Ich war gerade erst wieder an jenem Ort, an dem dieses Grauen geschieht. Der Münchner Schlachthof bildet keine Ausnahme. Es lässt einem das Blut in den Adern gefrieren, so kalt ist dieser Ort. Kein Mitgefühl ist dort zu finden, nur der Tod. Jeder Zentimeter bedeutet das gewaltsame Auslöschen unschuldigen Lebens, erzählt von Qual, Schrecken und Grauen.
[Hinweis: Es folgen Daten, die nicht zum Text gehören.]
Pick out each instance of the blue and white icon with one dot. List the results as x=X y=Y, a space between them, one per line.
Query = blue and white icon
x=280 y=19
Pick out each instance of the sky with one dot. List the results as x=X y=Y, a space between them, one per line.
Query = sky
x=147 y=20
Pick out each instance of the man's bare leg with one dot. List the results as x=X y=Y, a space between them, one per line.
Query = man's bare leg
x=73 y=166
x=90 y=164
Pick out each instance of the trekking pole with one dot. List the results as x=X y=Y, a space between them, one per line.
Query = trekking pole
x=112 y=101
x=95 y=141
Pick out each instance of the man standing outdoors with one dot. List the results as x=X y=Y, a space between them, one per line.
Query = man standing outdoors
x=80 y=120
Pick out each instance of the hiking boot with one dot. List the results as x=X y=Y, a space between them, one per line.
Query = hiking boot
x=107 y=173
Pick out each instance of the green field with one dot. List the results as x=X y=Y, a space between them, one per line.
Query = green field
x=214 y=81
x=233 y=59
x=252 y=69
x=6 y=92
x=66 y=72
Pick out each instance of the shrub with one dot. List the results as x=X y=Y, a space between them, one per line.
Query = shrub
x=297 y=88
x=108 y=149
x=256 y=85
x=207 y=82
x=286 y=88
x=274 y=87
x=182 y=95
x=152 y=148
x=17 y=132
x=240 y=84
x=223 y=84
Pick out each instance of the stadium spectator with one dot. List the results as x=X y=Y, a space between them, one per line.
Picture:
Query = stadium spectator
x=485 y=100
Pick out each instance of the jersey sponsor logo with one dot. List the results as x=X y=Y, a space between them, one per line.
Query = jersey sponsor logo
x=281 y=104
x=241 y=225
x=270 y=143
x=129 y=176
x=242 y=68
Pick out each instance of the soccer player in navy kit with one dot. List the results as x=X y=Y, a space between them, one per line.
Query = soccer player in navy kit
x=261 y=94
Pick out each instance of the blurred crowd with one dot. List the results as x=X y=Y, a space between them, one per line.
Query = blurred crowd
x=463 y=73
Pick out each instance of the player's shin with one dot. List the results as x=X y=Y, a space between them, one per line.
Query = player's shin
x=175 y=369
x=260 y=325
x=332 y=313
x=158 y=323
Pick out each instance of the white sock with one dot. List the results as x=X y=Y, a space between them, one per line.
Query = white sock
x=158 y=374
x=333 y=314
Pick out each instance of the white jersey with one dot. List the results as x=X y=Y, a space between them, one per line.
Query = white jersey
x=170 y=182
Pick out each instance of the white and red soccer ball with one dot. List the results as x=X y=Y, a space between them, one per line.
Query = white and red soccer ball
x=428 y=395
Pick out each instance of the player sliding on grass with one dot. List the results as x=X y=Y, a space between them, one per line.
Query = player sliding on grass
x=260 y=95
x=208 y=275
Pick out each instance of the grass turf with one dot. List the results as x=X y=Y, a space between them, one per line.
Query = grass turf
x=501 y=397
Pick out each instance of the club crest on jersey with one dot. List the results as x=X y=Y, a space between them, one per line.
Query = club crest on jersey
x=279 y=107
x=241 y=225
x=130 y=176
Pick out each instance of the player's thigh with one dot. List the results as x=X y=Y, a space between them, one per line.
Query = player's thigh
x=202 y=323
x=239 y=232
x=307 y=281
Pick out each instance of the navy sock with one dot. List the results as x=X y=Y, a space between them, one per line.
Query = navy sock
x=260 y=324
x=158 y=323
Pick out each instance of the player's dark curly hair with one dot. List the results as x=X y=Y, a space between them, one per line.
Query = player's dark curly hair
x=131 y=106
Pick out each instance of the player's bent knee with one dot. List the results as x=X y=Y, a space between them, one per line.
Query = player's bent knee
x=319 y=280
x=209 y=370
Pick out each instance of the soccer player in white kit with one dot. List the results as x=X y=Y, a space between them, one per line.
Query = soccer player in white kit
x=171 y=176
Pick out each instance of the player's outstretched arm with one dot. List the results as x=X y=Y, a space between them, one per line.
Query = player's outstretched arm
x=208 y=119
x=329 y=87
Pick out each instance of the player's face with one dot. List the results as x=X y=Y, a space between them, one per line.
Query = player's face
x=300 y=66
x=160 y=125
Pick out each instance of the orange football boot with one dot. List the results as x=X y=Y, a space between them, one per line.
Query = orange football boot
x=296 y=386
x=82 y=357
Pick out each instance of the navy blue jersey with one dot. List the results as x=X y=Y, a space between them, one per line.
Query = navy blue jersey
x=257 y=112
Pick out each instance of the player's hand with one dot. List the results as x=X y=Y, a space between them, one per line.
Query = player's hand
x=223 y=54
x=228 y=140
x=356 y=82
Während Sie vielleicht gerade eine Minute lang darüber nachdenken, ob ich das Wort „deportieren“ am Anfang der Geschichte verwenden darf, sind ungefähr hundertachtzigtausend Tiere gewaltsam gestorben. In jeder Sekunde werden schätzungsweise drei bis viertausend sogenannter Nutztiere rund um den Erdball ermordet. Wahrscheinlich überlegen Sie jetzt zwei weitere Minuten, dass das Wort Mord eigentlich nur auf den Menschen zu beziehen ist – so hat es schließlich die katholische Kirche und dann die Rechtssprechung bestimmt – weitere dreihundertsechzigtausend Tiere sind soeben gestorben.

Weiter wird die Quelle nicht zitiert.